Without endeavoring to fully answer these questions, here I offer a few initial framing ideas to help kick start a broader conversation about how to focus our collective next steps.

The future of multilateralism

Take a moment to do a Google News search for “Rio” and “multilateralism.” Words you will find: failure, doom, stagnation, disaster, death…end. Is Rio proof multilateralism isn’t working? From my perch in D.C., both schools of thought appear well populated right now. But perhaps the more important question is: If multilateralism isn’t helping us solve global problems, shouldn’t we be helping it work better?  What is there to be gained by abandoning it?

At the Connect U.S. Fund, we support communities who work on problems including human rights violations, nuclear proliferation, and climate change—issues that are global and complex, where U.S. leadership can drive world progress, and where any one country acting alone does not a solution make. For these kinds of problems, it is difficult to see how we can achieve comprehensive, timely solutions absent some global coordination mechanism.

Moreover, I believe at the symbolic level, international institutions and policy processes—however flawed in practice—represent three important ideas worth striving for: That there are parts of the human experience worth protecting, that everyone should have access to, and that no one person or country acting alone can secure; that people can work across borders for these common ends; and that these efforts should give voice to poor people as well as rich people, small countries as well as big countries.

Realistically, the post-Rio “multilateralism is dead” doomsday talk is just that: All international cooperation is not stopping anytime soon. Nor, considering its legacy in the 20th Century, do I think any of us would want it to. But on climate change, the question remains—should we still be looking to sustainability summits and framework conventions to provide the answers?  
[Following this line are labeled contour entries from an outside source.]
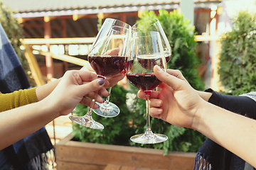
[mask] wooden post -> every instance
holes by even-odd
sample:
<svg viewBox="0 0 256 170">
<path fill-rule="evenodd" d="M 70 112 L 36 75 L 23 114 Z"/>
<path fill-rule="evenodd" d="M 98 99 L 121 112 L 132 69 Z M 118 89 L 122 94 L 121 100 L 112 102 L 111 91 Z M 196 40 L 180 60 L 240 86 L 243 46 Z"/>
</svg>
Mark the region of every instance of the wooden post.
<svg viewBox="0 0 256 170">
<path fill-rule="evenodd" d="M 61 25 L 62 25 L 62 37 L 63 38 L 67 38 L 67 25 L 66 25 L 66 21 L 65 19 L 62 19 L 61 20 Z M 66 45 L 64 45 L 64 52 L 65 52 L 65 55 L 68 55 L 66 52 Z M 68 62 L 63 62 L 63 67 L 64 67 L 64 72 L 65 72 L 68 69 Z"/>
<path fill-rule="evenodd" d="M 44 38 L 50 39 L 51 38 L 51 31 L 50 31 L 50 21 L 48 16 L 44 17 Z M 50 44 L 46 44 L 48 47 L 48 51 L 50 52 Z M 53 78 L 54 71 L 53 71 L 53 60 L 50 55 L 46 55 L 46 64 L 47 70 L 47 79 L 50 81 Z"/>
</svg>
It is not time to give up yet. Getting strong, equitable agreements out of flawed processes is a tricky thing—possible, with luck and exhaustive effort—but never likely. Is the lesson of Rio that an international process can’t provide the answers? Or is it that this process, as currently structured, is ill-equipped to provide them? I think it’s the latter. I look forward to collaborating with others in the Climate Access community to more closely diagnose process shortcomings and inequities and implement solutions. Focusing on processes is not glamorous, but ultimately better process = better policy. For the sake of discussion, I also take process to include the politics, global geopolitics, corporate influence, and interpersonal relationships and power dynamics.

The view from here (where “here” = D.C. funder world)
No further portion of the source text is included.